The planned release of vast numbers of imported dung beetles could spread nasty gut diseases, Auckland's top public health doctor has warned.
Dr Denise Barnfather made her views known in confidential advice sent last year to Landcare, a Government agency involved in a $750,000 project to release 11 exotic species of dung beetles.
Approval to import and release the insects was granted without conditions in a little-noticed decision by the Environmental Risk Management Authority in February 2011.
The group behind the project plans releases later this year, with the beetles sent to farms to eat cow dung.
Senior scientists have questioned whether enough is known about the possible risks to human and animal health. Diseases the insects could carry include E coli, salmonella, campylobacter and giardia.
Dr Barnfather, medical officer of health with the Regional Public Health Service, said the evidence was "sufficient to raise concern exotic dung beetles may provide additional vectors for human exposure to significant gastro-intestinal diseases."
Potential exposure from beetles contaminating water supplies in homes which collected rain in tanks, or among children eating dead beetles or by handling insects carrying pathogens had not been adequately researched, Dr Barnfather cautioned.
She said the insects could travel long distances, carry infective doses of disease, be attracted at night to light and be close to country towns.
Her advice concluded: "Until the significance of these potential human exposures to pathogens harboured by dung beetles are adequately researched and understood, public health recommends that a precautionary approach is taken and that exotic dung beetles are not introduced into New Zealand."

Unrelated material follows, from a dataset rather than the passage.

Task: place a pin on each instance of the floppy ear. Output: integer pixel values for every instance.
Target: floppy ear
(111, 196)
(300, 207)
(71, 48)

The Ministry of Health and Landcare referred inquiries to the Environmental Protection Authority, the successor to ERMA.
Its principal scientist Dr Geoff Ridley said: "The Ministry of Health was notified of the application and call for submissions, but did not make a submission.
"Rigorous science supports the expert panel's decision to allow the release of the exotic beetles.
"It is not unusual for different experts to come to different conclusions about decisions on the release of new plants and animals, however the application went through a robust process, and the EPA stands by the decision."
Auckland University's dean of science, Professor Grant Guilford, a former vet, believes not enough research has been done to justify releasing the beetles.
He says New Zealand's interests are best served by waiting until all doubts have been resolved.